New START Resolution of Ratification (Why Not a CEA?)

New START Resolution of Ratification (Why Not a CEA?)

The draft Resolution of Ratification for the New START treaty approved last week by the Senate Foreign Relations Committee is now up on Senator Richard Lugar’s webpage.  It contains all sorts of required certifications, reports, and briefings.  I can’t tell if any of it is really significant by way of constraint.  (Lugar claims in his press release that the required certification of capacity to monitor for Russian noncompliance is unprecedented; presumably, that capacity exists.)  I assume the Democrat acceptance means that the President is on board, on both policy and constitutional fronts.
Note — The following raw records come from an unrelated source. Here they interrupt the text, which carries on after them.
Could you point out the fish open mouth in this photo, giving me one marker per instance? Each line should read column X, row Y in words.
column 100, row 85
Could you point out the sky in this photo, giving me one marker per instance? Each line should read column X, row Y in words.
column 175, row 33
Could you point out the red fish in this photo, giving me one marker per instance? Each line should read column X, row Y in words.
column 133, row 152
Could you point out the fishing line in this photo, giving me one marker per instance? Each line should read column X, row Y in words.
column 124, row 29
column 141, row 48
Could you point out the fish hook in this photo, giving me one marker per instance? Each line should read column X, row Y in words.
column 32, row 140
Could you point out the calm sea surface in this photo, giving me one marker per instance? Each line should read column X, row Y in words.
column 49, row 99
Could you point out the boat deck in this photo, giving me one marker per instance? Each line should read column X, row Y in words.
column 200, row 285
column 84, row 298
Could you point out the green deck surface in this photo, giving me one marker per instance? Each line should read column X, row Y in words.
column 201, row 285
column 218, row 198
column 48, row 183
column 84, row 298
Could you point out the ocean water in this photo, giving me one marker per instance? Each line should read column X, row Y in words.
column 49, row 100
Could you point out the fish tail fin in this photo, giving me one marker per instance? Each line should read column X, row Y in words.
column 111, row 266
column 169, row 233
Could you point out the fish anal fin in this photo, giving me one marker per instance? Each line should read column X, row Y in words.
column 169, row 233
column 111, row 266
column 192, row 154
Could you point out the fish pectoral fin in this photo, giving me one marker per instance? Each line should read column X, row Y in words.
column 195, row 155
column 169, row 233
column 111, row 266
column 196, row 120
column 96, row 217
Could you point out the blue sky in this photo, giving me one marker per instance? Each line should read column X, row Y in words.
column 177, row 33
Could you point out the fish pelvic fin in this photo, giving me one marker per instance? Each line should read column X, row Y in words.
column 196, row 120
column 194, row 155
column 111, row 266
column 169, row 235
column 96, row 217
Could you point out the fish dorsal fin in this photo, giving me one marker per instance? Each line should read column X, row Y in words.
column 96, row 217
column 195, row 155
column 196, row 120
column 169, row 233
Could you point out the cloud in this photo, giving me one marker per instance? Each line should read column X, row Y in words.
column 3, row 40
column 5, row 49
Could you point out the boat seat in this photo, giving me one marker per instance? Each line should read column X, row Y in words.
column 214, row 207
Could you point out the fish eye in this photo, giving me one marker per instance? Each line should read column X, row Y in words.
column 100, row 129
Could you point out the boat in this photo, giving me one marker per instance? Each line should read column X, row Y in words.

One provision that isn’t new but is meaningful: the closing declaration that all arms control agreements shall be undertaken only as article II treaties, something now boilerplate in all such resolutions.  You have to wonder if the Administration didn’t consider going the congressional-executive agreement route on this.  It would surely have been easier to get the simple bicameral majority than supermajority Senate approval, and they would have had some pedigreed academic work by way of ammunition.  But in the end it probably wasn’t worth a constitutional showdown; the result is a landscape in which congressional-executive agreements are acceptable for some types of agreements, but not others.  Full interchangeability may come some day, but we’re not there yet.